Making other arrangements for backing-up data

A few months ago I read the article Making Other Arrangements by James Howard Kunstler, and I suppose that might have been the catalyst for my decision to change the way I make back-up copies of my data.

I first started having automated back-ups after losing all the data I wanted to keep: I suppose that’s the way of things. Since that time I have made sure to keep daily back-ups. The method of storage has changed over the years, but the timing has (until recently) remained the same. Rather than have the computer working away at compressing data while I was actually trying to use it, I would have it done overnight.

After all, the computer was already on through the night, downloading bits and pieces of free software from mirror sites. And anyway, it meant I got to boast about how long the computer had been running (yes, there really was a time when I thought like that, and I’m sure that some other people still do).

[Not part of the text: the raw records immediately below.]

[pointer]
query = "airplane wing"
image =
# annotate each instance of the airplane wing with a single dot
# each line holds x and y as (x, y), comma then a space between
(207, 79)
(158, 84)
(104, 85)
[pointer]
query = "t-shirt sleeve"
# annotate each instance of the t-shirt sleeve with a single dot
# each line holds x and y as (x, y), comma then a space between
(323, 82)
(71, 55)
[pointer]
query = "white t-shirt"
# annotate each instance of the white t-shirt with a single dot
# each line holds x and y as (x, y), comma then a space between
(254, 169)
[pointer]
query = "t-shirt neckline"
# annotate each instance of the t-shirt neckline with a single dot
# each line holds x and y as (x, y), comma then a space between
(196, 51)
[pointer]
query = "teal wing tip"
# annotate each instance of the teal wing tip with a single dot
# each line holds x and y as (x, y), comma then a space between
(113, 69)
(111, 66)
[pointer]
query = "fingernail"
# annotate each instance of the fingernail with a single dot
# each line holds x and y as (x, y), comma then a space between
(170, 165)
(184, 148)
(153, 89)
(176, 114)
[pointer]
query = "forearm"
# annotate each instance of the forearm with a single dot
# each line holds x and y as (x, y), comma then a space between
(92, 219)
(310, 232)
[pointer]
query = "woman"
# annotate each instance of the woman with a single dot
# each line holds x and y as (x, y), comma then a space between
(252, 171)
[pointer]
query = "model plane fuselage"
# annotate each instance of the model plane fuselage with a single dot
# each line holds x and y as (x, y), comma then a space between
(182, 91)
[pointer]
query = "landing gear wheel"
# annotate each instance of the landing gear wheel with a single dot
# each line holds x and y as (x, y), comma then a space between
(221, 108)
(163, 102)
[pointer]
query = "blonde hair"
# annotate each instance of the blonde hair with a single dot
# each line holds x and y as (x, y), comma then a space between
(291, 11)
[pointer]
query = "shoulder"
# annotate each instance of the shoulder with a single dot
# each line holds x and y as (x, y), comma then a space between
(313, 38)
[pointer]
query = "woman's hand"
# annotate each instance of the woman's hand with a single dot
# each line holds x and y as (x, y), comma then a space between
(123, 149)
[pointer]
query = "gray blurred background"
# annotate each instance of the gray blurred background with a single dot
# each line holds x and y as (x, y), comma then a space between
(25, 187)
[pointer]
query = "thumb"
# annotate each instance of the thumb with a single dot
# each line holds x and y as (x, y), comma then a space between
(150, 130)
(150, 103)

It was the noise that made me first decide to switch it off at night. The house is so much more peaceful without a computer whirring away. I changed the back-up so that it ran in the evening, and finished by the time I went to bed. As for fetching software updates from mirror sites: well, that can be done during the day. It’s not really any hardship.

Recently my “other arrangements” have gone further still. The back-up runs just as I am finishing work, so there is technically no need for the computer to be on at all in the evening.

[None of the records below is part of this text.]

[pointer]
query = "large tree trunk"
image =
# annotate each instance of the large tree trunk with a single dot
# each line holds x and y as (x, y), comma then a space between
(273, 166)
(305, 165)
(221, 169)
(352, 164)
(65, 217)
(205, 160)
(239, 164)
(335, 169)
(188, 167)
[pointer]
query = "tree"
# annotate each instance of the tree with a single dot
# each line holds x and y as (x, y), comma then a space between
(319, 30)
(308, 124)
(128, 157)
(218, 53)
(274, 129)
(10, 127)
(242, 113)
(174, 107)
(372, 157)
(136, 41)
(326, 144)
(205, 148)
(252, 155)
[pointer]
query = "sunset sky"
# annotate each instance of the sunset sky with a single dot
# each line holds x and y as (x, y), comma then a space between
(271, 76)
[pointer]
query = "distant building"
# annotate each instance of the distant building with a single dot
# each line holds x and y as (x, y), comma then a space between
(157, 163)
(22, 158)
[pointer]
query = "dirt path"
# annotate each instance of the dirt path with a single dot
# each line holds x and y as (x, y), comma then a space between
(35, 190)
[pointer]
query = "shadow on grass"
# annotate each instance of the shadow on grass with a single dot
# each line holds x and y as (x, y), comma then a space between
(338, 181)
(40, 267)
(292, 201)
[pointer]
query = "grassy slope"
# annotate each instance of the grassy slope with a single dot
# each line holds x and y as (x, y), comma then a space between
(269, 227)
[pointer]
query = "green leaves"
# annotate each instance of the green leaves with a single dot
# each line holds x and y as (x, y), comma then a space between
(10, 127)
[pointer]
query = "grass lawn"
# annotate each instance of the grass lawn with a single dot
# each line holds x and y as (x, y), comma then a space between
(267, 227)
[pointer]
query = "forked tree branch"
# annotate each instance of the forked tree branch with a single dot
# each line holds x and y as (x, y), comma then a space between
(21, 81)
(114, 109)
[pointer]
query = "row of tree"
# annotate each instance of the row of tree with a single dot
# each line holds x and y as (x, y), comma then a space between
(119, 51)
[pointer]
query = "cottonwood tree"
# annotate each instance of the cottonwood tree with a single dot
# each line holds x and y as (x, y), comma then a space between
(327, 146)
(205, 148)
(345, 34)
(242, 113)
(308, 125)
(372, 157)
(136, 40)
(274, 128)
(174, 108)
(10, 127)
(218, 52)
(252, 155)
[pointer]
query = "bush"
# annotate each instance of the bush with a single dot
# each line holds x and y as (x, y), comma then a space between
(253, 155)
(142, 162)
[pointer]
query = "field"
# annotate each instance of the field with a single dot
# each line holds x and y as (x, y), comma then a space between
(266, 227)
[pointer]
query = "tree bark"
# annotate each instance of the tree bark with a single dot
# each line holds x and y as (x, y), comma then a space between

It dawned on me as well that it was taking too long to run the back-up because I was compressing the data too much. It didn’t need to be compressed with the slow-but-effective bzip2 utility, so I switched to using the fast-but-good-enough gzip, and even used the “fast” option so it knew not to spend too long trying to squeeze extra bytes out. The longer the compression takes, the more energy is used to do it.

I have a SqueezeBox for playing music, so I do need the computer on for that, but I can switch it on and off as necessary. In fact, I can even switch the machine off while I have lunch, even if I’m in the middle of something. It’s as easy as selecting System ▸ Shutdown and clicking on Hibernate — it suspends to disk, so that next time I switch it on I get right back to where I left off.

Now why didn’t I ever try that out before?

Anyway, the point of all this is that it didn’t take much effort at all to use a lot less electricity. All it really took was for me to become more aware, and change from “I need the computer on all the time” to “Do I really need the computer on right now?”